Only MPs need not apply.
‘The industry might be desperate, but we still have some standards,’ said Ripov.
Freebies not pensions
It was, Ripov admitted, ‘quite hard’ to entice people into a profession that offered long hours, next to no noticeable career progression and the same salary as a shelf-stacker.
‘Essentially,’ he told Fake Booze, ‘we’re looking for people who think that the odd free glass of booze makes up for things like health insurance, gym membership and a solid pension plan.
‘And since most of them are already working in the industry, it’s harder than you might think.’
According to ARSWEAT there are lots of attractive jobs in the drinks world.
‘If you like meeting people and lying to them you can become a rep,’ said Ripov, ‘while if you’ve considered teaching as a career but don’t want the responsibility of doing anything that matters you could become an educator.’
For those with no experience at all of drink, he said that a job as a supermarket BWS buyer was ‘always open provided self-respect isn’t important to you’.
Pete Freeloader joined the drinks world three months ago and, having already risen to become a deputy assistant shop manager, is happy with his new work environment.
He told Fake Booze he’d acquired all manner of transferable skills, such as passive-aggressive tutting, creative bullshittery and hangover minimisation.
‘Plus my new WSET Level 1 qualification is probably worth about the same as a degree,’ he said proudly, ‘and could definitely get me a job in the City if I wanted to.’
The low salary was, he admitted, a challenge, but he was surviving on a diet of tasting crackers, and drinking like a millionaire by opening ‘tasting samples’ of Krug shortly before closing time and forgetting to leave them out for the public.
In the red (trousers)
However, not everyone’s experience has been so positive.
Madge Estic joined the trade last year and has been disappointed with what she’s found.
‘I thought it would all be polite men in red trousers and bow ties, pontificating about soil types and food pairings,’ she said.
‘But it turns out it’s awful men in red trousers and bow ties pontificating about soil types and food pairings.’
Retailer Oddbins, she said, was accurately named, ‘because the pay is so low that’s where you end up foraging for food.’

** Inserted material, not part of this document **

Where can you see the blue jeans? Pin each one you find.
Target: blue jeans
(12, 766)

Polly Sofficer of the global drinks enforcement body, Interpol Roger said that Ms Estic’s experience should act as a warning to others.
‘The drinks world might look glamorous and hedonistic to outsiders, but it’s not all large formats and Zaltos,’ she said. ‘For footsoldiers the day to day reality is often grubby, sordid and – if you’re drinking natural wine – dangerous.’
People, she said, needed to ‘go out, get a proper job and remember that wine doesn’t pay.’